With various unique models focused either on performance or computational efficiency, the EfficientNet model came out with the idea that both these problems can be solved by similar architectures. They proposed a common CNN skeleton architecture and three parameters, namely the width, depth, and resolution. The width of the model refers to the number of channels present in various layers, the depth refers to the number of layers in the model and the resolution refers to the input image size for the model. They claimed that by keeping all these parameters small, one can create a competitive yet computationally efficient CNN model. On the other hand, just by increasing the value of these parameters, one can create a heavier model focused on accuracy.

While Squeeze and Excitation layers were already proposed earlier, they were the first to introduce this idea into mainstream CNNs. S&E layers create interactions across channels that are invariant to spatial information. This can be used to lower the impact of less important channels. They also introduced the newly proposed Swish activation instead of ReLU, which was an important factor in performance improvement. EfficientNets are currently the best performing classification models under various categories of computation resource availability.

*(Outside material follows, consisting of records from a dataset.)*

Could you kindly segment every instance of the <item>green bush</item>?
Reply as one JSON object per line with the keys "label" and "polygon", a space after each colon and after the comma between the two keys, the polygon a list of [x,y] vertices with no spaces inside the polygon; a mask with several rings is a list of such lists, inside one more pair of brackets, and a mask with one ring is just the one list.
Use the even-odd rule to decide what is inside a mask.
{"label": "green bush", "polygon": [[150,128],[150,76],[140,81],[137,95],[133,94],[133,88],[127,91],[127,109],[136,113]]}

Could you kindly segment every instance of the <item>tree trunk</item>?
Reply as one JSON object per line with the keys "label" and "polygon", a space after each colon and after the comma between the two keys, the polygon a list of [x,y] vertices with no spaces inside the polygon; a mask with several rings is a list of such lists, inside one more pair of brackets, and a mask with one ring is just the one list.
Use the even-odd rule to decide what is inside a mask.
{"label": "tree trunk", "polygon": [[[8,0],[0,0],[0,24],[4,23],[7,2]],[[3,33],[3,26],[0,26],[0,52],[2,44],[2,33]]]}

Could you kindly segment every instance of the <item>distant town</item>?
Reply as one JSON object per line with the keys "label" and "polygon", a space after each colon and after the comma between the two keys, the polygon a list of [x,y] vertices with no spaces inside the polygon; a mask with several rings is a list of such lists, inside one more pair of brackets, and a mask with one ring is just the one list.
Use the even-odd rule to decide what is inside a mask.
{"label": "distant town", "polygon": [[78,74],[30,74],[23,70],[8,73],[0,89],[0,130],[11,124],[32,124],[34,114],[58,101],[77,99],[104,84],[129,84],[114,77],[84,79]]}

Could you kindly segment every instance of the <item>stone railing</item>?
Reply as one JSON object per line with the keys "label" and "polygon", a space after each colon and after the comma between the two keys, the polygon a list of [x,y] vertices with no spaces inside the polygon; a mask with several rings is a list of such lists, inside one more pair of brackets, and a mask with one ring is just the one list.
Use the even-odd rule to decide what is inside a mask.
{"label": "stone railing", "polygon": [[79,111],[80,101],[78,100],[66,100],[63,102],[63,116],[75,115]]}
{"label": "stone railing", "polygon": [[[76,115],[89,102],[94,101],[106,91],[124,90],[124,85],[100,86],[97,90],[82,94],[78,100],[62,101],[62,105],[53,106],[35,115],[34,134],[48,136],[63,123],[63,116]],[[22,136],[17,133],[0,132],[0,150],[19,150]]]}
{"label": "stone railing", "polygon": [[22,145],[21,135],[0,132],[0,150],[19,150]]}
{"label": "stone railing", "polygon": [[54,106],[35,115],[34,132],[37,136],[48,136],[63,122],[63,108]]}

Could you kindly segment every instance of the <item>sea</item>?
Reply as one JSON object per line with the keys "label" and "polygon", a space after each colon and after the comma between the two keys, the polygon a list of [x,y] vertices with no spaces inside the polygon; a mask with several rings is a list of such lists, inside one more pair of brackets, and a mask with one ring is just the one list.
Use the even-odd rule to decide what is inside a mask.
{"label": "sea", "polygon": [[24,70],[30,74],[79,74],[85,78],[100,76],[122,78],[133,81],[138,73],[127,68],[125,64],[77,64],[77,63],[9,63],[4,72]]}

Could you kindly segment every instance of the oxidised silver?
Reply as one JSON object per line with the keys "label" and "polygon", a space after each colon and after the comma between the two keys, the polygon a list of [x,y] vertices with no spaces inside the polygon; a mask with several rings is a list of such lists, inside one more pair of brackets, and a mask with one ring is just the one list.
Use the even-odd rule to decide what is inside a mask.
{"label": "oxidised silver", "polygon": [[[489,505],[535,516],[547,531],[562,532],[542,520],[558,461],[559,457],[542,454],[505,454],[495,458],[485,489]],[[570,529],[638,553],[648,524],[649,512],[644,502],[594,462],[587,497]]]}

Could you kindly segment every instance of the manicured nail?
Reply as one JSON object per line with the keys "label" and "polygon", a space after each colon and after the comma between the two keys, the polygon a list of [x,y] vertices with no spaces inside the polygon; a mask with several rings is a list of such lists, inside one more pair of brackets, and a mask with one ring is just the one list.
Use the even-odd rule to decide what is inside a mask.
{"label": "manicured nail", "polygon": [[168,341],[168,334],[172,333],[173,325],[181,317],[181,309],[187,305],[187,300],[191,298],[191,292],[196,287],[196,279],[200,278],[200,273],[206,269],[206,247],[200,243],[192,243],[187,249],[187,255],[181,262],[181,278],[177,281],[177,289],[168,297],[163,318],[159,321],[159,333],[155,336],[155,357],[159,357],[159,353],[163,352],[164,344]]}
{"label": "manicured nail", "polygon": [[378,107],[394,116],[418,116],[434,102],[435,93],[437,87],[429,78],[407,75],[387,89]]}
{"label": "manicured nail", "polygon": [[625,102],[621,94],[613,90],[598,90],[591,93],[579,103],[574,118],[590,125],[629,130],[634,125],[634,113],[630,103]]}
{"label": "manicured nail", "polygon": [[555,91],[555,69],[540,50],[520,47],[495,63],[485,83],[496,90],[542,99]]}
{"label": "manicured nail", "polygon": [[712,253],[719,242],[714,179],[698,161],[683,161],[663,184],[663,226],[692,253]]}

Squeeze and Excitation Networks [Source]

What’s next?

Nowadays, CNN models are tested on their image classification performance as well as transfer learning abilities across various other problem statements, like object detection and segmentation. Some of these problems are already considered solved. Focus is shifting towards CNN models like the hourglass architecture, where the output image resolution is the same as the input. However, even today the backbones that I have introduced in this blog are directly used for various deep learning tasks and so even though the image classification problem is almost solved, development in this field is going to still hold a lot of importance in the future.

References

[1] LeCun, Yann, et al. “Gradient-based learning applied to document recognition.” Proceedings of the IEEE 86.11 (1998): 2278–2324.
[2] Krizhevsky, Alex, Ilya Sutskever, and Geoffrey E. Hinton. “Imagenet classification with deep convolutional neural networks.” Advances in neural information processing systems. 2012.
[3] Simonyan, Karen, and Andrew Zisserman. “Very deep convolutional networks for large-scale image recognition.” arXiv preprint arXiv:1409.1556 (2014).
[4] He, Kaiming, et al. “Deep residual learning for image recognition.” Proceedings of the IEEE conference on computer vision and pattern recognition. 2016.
[5] Szegedy, Christian, et al. “Going deeper with convolutions.” Proceedings of the IEEE conference on computer vision and pattern recognition. 2015.
[6] Howard, Andrew G., et al. “Mobilenets: Efficient convolutional neural networks for mobile vision applications.” arXiv preprint arXiv:1704.04861 (2017).
[7] Tan, Mingxing, and Quoc V. Le. “Efficientnet: Rethinking model scaling for convolutional neural networks.” arXiv preprint arXiv:1905.11946 (2019).